La situation s’est encore dégradée le 1er août, lorsque des milices locales, liées à des groupes armés actifs dans l’est, ont attaqué des positions militaires à Beni et Butembo. Selon l’ONU, au moins 47 civils ont été tués en trois jours, dont une dizaine dans des exécutions sommaires attribuées à des éléments pro-Tshisekedi. « Nous assistons à une instrumentalisation politique des conflits communautaires », analyse un analyste de l’International Crisis Group. Les rapports des ONG locales confirment une augmentation de 30 % des violences intercommunautaires depuis le début du mois de juillet.
L’armée en première ligne et la MONUSCO en difficulté
Face à l’escalade, l’armée congolaise (FARDC) a déployé des renforts dans les zones instables, mais les capacités opérationnelles restent limitées. Plusieurs rapports évoquent des désertions massives au sein des rangs, notamment dans les provinces du Nord-Kivu, où des soldats refuseraient de combattre pour un gouvernement qu’ils jugent illégitime. « La loyauté des Forces armées est aujourd’hui un sujet de préoccupation majeure », confie un officier sous couvert d’anonymat.
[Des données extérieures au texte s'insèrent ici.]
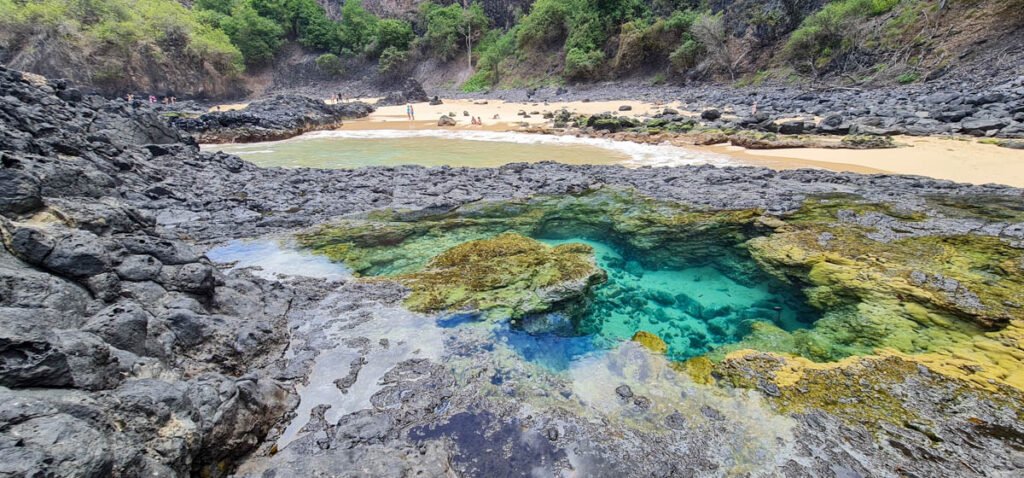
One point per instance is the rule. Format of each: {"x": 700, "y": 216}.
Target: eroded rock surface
{"x": 125, "y": 351}
{"x": 275, "y": 118}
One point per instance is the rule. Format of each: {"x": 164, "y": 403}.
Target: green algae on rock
{"x": 508, "y": 274}
{"x": 951, "y": 301}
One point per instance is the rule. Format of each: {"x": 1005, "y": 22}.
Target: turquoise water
{"x": 692, "y": 309}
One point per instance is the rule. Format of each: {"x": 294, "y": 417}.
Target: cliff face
{"x": 502, "y": 11}
{"x": 172, "y": 66}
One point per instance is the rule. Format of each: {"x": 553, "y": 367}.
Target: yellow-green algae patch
{"x": 508, "y": 273}
{"x": 953, "y": 299}
{"x": 650, "y": 342}
{"x": 862, "y": 390}
{"x": 949, "y": 303}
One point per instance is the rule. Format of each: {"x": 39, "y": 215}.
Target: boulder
{"x": 79, "y": 254}
{"x": 18, "y": 192}
{"x": 980, "y": 126}
{"x": 411, "y": 92}
{"x": 711, "y": 115}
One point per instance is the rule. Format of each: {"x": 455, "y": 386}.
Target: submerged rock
{"x": 650, "y": 342}
{"x": 508, "y": 274}
{"x": 280, "y": 117}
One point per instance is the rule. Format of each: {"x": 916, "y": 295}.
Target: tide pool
{"x": 334, "y": 149}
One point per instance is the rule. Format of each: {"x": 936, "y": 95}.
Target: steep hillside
{"x": 224, "y": 48}
{"x": 120, "y": 46}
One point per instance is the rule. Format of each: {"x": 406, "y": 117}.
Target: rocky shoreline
{"x": 932, "y": 109}
{"x": 279, "y": 117}
{"x": 127, "y": 352}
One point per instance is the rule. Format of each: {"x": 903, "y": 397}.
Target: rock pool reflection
{"x": 470, "y": 148}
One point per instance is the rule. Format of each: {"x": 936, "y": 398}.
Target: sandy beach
{"x": 962, "y": 160}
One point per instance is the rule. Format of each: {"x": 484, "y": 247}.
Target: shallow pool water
{"x": 470, "y": 148}
{"x": 692, "y": 309}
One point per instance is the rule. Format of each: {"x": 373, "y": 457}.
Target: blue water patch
{"x": 692, "y": 309}
{"x": 551, "y": 350}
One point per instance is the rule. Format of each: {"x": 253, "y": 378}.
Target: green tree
{"x": 451, "y": 26}
{"x": 392, "y": 62}
{"x": 330, "y": 63}
{"x": 358, "y": 27}
{"x": 393, "y": 34}
{"x": 258, "y": 38}
{"x": 220, "y": 6}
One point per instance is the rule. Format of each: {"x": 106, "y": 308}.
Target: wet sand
{"x": 962, "y": 160}
{"x": 955, "y": 160}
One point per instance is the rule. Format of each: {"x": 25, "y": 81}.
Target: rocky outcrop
{"x": 276, "y": 118}
{"x": 123, "y": 351}
{"x": 508, "y": 275}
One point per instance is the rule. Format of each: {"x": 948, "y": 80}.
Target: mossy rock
{"x": 509, "y": 274}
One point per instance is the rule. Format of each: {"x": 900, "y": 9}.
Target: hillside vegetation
{"x": 160, "y": 45}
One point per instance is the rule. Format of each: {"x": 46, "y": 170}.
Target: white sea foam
{"x": 257, "y": 151}
{"x": 272, "y": 259}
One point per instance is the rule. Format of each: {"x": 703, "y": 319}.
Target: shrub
{"x": 582, "y": 63}
{"x": 394, "y": 34}
{"x": 220, "y": 6}
{"x": 393, "y": 62}
{"x": 823, "y": 34}
{"x": 686, "y": 55}
{"x": 448, "y": 27}
{"x": 329, "y": 63}
{"x": 358, "y": 27}
{"x": 548, "y": 20}
{"x": 709, "y": 32}
{"x": 258, "y": 38}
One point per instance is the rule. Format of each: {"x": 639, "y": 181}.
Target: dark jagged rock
{"x": 141, "y": 358}
{"x": 278, "y": 118}
{"x": 91, "y": 297}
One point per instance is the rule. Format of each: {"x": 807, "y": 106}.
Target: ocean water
{"x": 336, "y": 149}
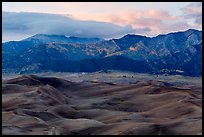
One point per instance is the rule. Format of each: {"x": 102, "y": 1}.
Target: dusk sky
{"x": 98, "y": 19}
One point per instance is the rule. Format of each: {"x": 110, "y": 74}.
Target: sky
{"x": 98, "y": 19}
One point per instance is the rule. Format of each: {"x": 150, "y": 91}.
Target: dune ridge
{"x": 54, "y": 106}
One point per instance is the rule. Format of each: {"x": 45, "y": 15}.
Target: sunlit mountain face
{"x": 173, "y": 53}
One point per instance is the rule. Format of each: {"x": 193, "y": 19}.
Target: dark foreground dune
{"x": 39, "y": 105}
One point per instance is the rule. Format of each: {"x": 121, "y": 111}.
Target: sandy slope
{"x": 49, "y": 105}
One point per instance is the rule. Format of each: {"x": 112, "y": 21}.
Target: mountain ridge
{"x": 170, "y": 52}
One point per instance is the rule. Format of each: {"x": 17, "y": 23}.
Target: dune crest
{"x": 49, "y": 105}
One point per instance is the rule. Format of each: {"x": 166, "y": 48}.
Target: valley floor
{"x": 101, "y": 103}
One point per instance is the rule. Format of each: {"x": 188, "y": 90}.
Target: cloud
{"x": 18, "y": 25}
{"x": 157, "y": 21}
{"x": 193, "y": 11}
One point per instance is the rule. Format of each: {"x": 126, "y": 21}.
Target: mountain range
{"x": 173, "y": 53}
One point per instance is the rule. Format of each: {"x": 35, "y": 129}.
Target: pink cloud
{"x": 158, "y": 21}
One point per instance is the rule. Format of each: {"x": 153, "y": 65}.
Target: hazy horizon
{"x": 24, "y": 19}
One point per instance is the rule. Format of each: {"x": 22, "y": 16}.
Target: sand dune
{"x": 49, "y": 105}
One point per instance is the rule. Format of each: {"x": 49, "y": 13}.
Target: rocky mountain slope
{"x": 173, "y": 53}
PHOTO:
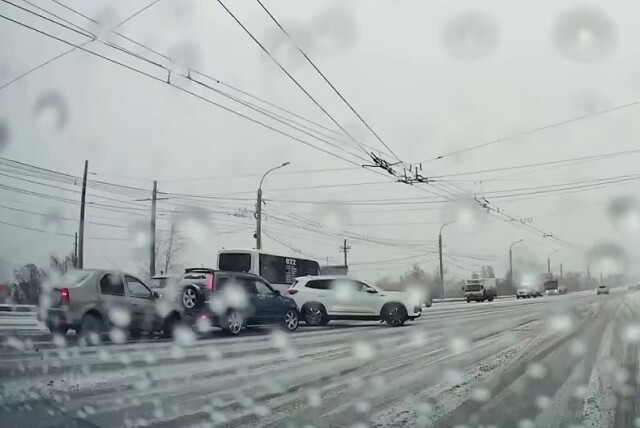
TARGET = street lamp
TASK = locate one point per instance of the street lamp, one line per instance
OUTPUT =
(511, 260)
(440, 251)
(549, 262)
(259, 207)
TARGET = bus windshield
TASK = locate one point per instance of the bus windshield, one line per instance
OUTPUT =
(234, 262)
(284, 270)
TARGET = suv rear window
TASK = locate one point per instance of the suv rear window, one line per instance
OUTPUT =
(319, 284)
(234, 262)
(198, 278)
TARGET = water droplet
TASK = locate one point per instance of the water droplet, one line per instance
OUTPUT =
(362, 406)
(458, 344)
(526, 423)
(631, 333)
(452, 375)
(480, 394)
(471, 36)
(261, 410)
(184, 56)
(543, 402)
(363, 351)
(607, 258)
(117, 335)
(589, 102)
(344, 291)
(51, 111)
(314, 398)
(585, 34)
(536, 370)
(578, 348)
(106, 20)
(184, 336)
(235, 296)
(581, 391)
(624, 212)
(562, 322)
(120, 316)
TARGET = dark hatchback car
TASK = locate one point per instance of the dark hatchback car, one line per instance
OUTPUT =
(234, 300)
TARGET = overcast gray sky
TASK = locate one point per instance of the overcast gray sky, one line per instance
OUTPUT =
(431, 77)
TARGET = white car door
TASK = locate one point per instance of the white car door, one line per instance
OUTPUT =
(365, 300)
(319, 290)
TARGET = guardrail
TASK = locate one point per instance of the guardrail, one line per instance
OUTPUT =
(462, 299)
(18, 308)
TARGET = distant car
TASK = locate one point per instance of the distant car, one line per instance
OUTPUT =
(523, 293)
(324, 298)
(234, 300)
(92, 301)
(160, 282)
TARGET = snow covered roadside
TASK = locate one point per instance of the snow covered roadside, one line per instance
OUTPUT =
(600, 401)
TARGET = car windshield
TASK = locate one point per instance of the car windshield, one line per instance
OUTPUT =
(168, 168)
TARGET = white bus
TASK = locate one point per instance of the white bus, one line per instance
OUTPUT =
(280, 271)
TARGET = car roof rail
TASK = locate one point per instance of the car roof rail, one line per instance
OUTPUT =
(203, 270)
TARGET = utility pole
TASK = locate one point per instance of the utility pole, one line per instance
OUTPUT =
(75, 251)
(258, 213)
(81, 230)
(511, 261)
(440, 253)
(549, 263)
(345, 249)
(152, 240)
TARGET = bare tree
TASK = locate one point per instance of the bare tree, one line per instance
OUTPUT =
(169, 249)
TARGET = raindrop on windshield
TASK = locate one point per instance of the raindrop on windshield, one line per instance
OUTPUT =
(119, 316)
(363, 351)
(584, 34)
(536, 370)
(471, 36)
(51, 111)
(624, 212)
(4, 135)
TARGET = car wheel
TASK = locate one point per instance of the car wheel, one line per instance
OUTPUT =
(315, 315)
(234, 323)
(91, 329)
(291, 320)
(169, 326)
(192, 298)
(395, 315)
(61, 330)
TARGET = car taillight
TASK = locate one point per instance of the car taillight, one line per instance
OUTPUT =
(65, 297)
(210, 285)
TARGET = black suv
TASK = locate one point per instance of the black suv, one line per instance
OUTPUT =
(233, 300)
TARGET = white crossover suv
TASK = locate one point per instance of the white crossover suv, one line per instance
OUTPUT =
(324, 298)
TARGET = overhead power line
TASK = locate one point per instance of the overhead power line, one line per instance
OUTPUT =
(327, 80)
(536, 130)
(293, 79)
(532, 165)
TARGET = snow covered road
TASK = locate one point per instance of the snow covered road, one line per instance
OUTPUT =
(543, 362)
La Mission de l’ONU pour la stabilisation en RDC (MONUSCO), déjà critiquée pour son inefficacité, se retrouve dans une position délicate. Son mandat, renouvelé en décembre 2025, lui interdit de prendre parti dans les crises politiques internes, mais ses Casques bleus peinent à protéger les civils. Le 2 août, un convoi de la MONUSCO a été la cible d’une embuscade près de Goma, faisant un blessé parmi les peacekeepers. « Nous sommes confrontés à une hostilité croissante des populations, qui nous accusent de partialité », explique un porte-parole de la mission.
Réactions internationales et risques de déstabilisation régionale
La communauté internationale, par la voix de l’Union africaine, de l’Union européenne et des États-Unis, a appelé à un « dialogue inclusif » et au respect des résultats électoraux. Cependant, ces déclarations ont peu d’impact sur le terrain, où les autorités congolaises ont coupé l’accès à internet dans plusieurs villes pour « prévenir la désinformation ». La France a évoqué une possible révision de son aide militaire à la RDC, tandis que la Belgique a convoqué son ambassadeur à Kinshasa pour consultations.
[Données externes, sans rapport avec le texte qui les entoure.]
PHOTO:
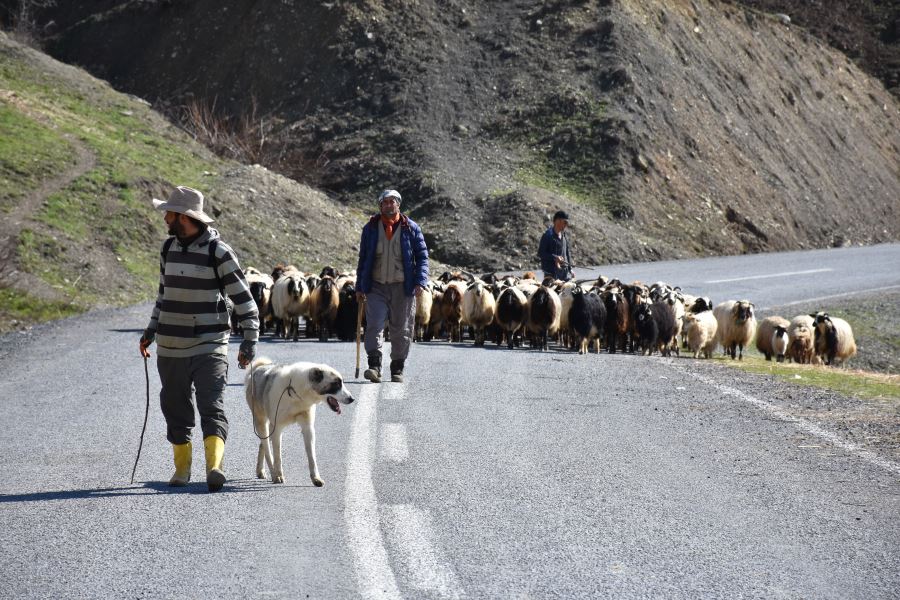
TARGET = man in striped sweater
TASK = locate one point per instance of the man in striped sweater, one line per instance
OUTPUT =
(191, 326)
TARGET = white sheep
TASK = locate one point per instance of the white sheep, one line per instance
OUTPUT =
(424, 304)
(479, 308)
(833, 339)
(736, 326)
(801, 345)
(700, 329)
(290, 300)
(765, 333)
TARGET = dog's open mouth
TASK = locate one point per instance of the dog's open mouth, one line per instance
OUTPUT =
(333, 404)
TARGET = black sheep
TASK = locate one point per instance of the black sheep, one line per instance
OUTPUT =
(618, 320)
(664, 316)
(511, 313)
(646, 327)
(348, 310)
(587, 317)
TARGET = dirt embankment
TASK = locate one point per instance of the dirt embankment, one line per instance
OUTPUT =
(669, 129)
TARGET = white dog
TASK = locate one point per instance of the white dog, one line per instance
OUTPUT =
(280, 395)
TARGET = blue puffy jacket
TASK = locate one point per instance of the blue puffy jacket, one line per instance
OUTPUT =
(412, 246)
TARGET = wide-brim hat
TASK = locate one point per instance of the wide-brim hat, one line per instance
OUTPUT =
(389, 194)
(186, 201)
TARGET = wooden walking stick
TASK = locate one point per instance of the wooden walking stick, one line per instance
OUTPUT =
(362, 308)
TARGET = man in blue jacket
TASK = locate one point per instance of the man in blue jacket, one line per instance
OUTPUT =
(392, 273)
(556, 259)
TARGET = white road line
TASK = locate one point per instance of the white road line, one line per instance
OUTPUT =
(393, 442)
(801, 423)
(841, 295)
(410, 532)
(393, 391)
(374, 575)
(770, 275)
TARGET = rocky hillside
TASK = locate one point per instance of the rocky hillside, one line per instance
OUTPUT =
(867, 31)
(669, 128)
(79, 164)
Les craintes d’une contagion régionale se renforcent, alors que des rumeurs circulent sur des préparatifs de milices rwandaises pour « sécuriser » les frontières avec la RDC. Le président rwandais, Paul Kagame, a démenti ces allégations, mais les tensions entre Kigali et Kinshasa restent vives depuis des années. « Si la crise s’aggrave, nous pourrions assister à une nouvelle guerre par procuration en Afrique centrale », met en garde un expert en géopolitique de l’IFRI.
Dans ce contexte, la société civile congolaise appelle à une « trêve nationale » et à la médiation d’acteurs neutres, comme l’Église catholique ou des pays tiers. Mais les espoirs de désescalade restent minces, alors que les deux camps semblent déterminés à poursuivre leur bras de fer, au mépris des vies humaines et de la stabilité du pays.